NIH Funded Five Year Project
This Mentored Patient-oriented Research Career Development Award, a program of research and career development, is proposed to establish a foundation for future independent research in functional neuroimaging, with a focus on social cognition in autism. The research component of the proposal is based on the hypothesis that autism will be associated with an abnormal pattern of brain activity while performing the social cognitive tasks with relative decreases in the amygdala-centered neural circuit which is both necessary for social cognition and disordered behaviorally and neuropathologically in autism. The specific aims of the study are: 1.) To identify the functional neuroanatomy that underlies social cognitive dysfunction in autism by the use of an implicit interpersonal threat processing task that has been validated to activate an amygdala network in normal subjects. 2.) To develop additional behavioral tasks that may be used in conjunction with functional imaging to further characterize social cognition in autism and other neuropsychiatric disorders. Investigators will characterize the limitations in social cognition in relation to performance on a moral reasoning task, designed to differentiate between personal/high-emotion moral judgment and impersonal/low-emotion moral judgment. This task activates medial prefrontal and posterior cingulate cortex, areas of the brain that are also engaged during theory of mind tasks in normal subjects, and not in autistic subjects, despite similar performance. The extensive training portion of this proposal consists of clinical neuroscience and neuropsychology coursework and seminars, as well as hands-on instruction in behavioral analysis and fMRI imaging techniques.
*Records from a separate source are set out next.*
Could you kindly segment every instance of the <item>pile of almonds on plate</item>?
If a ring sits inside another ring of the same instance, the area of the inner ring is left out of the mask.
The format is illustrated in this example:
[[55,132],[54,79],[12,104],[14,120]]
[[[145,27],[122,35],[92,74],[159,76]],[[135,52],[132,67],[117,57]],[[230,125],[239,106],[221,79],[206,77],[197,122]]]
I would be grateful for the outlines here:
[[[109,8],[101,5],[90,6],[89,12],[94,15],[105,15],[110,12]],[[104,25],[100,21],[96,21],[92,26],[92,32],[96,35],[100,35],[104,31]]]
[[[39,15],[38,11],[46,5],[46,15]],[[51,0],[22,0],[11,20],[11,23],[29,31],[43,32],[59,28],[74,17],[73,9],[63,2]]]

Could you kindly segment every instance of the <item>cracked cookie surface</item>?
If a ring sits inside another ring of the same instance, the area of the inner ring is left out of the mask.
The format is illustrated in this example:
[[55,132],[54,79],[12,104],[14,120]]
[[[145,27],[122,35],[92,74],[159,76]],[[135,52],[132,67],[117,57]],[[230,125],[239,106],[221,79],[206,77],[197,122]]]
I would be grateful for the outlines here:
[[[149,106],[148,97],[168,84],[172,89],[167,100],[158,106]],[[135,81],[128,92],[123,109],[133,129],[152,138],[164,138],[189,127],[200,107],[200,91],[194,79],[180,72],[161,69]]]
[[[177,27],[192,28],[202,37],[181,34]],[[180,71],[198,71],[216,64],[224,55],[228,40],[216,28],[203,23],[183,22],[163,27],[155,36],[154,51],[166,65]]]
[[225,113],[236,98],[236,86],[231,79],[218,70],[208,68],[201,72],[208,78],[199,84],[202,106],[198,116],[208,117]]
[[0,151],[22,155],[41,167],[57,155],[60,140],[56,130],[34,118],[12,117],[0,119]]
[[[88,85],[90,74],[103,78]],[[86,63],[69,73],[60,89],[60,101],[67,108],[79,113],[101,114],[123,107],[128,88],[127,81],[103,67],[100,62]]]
The multimodal studies that are outlined in the current proposal, and which contain psychophysiological, behavioral, and functional neuroimaging information, will permit the investigator to expand her area of expertise in clinical neuropsychiatry, affective processing and positron emission tomography to functional magnetic resonance imaging with specific focus on social disabilities in neurodevelopmental disorders such as autism. By combining these approaches and data, it is anticipated that we will begin to examine, in greater depth, social cognitive dysfunction in autism, as reflected in neural, physiological and behavioral responses. This line of investigation is likely to improve our understanding and treatment of autism, a prevalent and chronic public health problem.